Noe Valley isn't the only good place in SF, and all of SF is expensive. I lived at 5th and Balboa with access to one bookstore (Green Apple) and many restaurants representing every country of Southeast Asia except Laos and the Phillipines. And there were lots of other store, but I tend to go for food and books. Parking sucked (for my friends), though. And I know there were other good neighborhoods -- Castro, e.g.

City travel benefits aren't just for teens. In Chicago I could walk to the public library whenever I wanted from an early age, and also be sent out on errands to get a newspaper or some milk. At age 10 I could take public transit to special classes during the week. We also had skunks, on the wildlife front.

In Spokane, a city with much less public transit and a shortage of sidewalks in some areas, my niblings are far more resticted -- not much to walk too, streets are a bit dangerous to bike on. I did introduce my niece to the bus system there before she started high school, so she became a bit more independent, but before that she and her brother had to be driven to parks, friends, library, everything.

In Bloomington IN, a professor's children can walk to friends, the library, restaurants, even from school, depending on which school and the weather.

In San Francisco, I recall being surprised seeing tiny little girls scurry home from school. Chinese girls; maybe their families were less paranoid than most American ones.

Biking 3 miles for groceries isn't always an attractive option in winters, depending on your tolerance. I bike opportunistically, but I prefer walking or PT for baseline options.

I've never actually lived not in walking distance of groceries, and since Chicago I've lived in walking distance of a good bookstore. Dense urban (or urbanish suburb) for me, please.
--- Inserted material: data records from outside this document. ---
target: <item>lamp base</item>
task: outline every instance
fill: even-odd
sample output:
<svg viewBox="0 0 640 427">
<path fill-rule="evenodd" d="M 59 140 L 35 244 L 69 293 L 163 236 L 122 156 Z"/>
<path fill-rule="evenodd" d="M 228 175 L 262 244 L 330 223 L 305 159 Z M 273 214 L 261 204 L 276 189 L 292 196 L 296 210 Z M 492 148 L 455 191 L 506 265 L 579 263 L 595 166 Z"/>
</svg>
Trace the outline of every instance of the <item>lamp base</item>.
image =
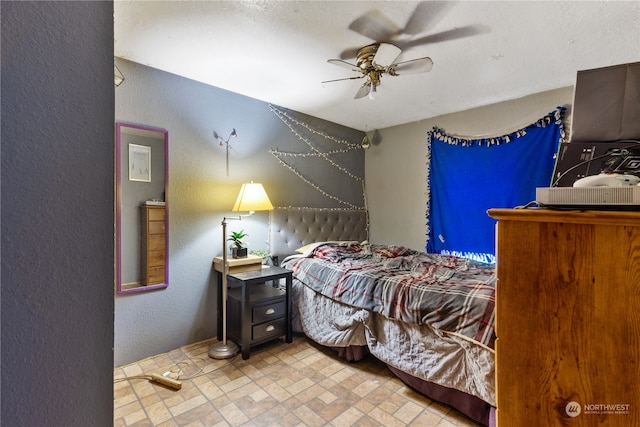
<svg viewBox="0 0 640 427">
<path fill-rule="evenodd" d="M 233 341 L 218 341 L 209 347 L 209 357 L 212 359 L 228 359 L 235 356 L 240 351 L 240 347 Z"/>
</svg>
The individual who framed the debate as one of a spectrum issue is entirely correct, as is the other person who discussed pre-car vs. post-car suburbs (my own words). The issue really seems to be whether it is viable and pleasant to actually walk somewhere, anywhere, and enjoy some level of personal interaction with your fellow man.
As a teenager in a Florida "post-car" suburb, I was desperate to be able to go somewhere, so I used to ride my bike to the 7-11. This experience was both dangerous and uninteresting.
I remember my childhood in a "pre-car" Baltimore suburb as much more charming. My best friend and I were able to walk and bike to local stores, the swimming pool and parks.
My husband and I are now looking forward to our impending move to NYC. We plan to live in the Upper West Side. Exactly how we are going to make living there work in the long run work, I am not sure. As of now we have no children. But how will we be able to afford a two or (gasp) three bedroom co-op in the City when our family grows, I don't know. But, we are determined to make it work.
For us, quality of life overrides any concerns over space. Last year, we visited Amsterdam and were lucky enough to stay in a two bedroom flat. This flat was home to husband, wife and two children. They made it work beautifully. And so will we.

New York City is whack, the suburbs are cool.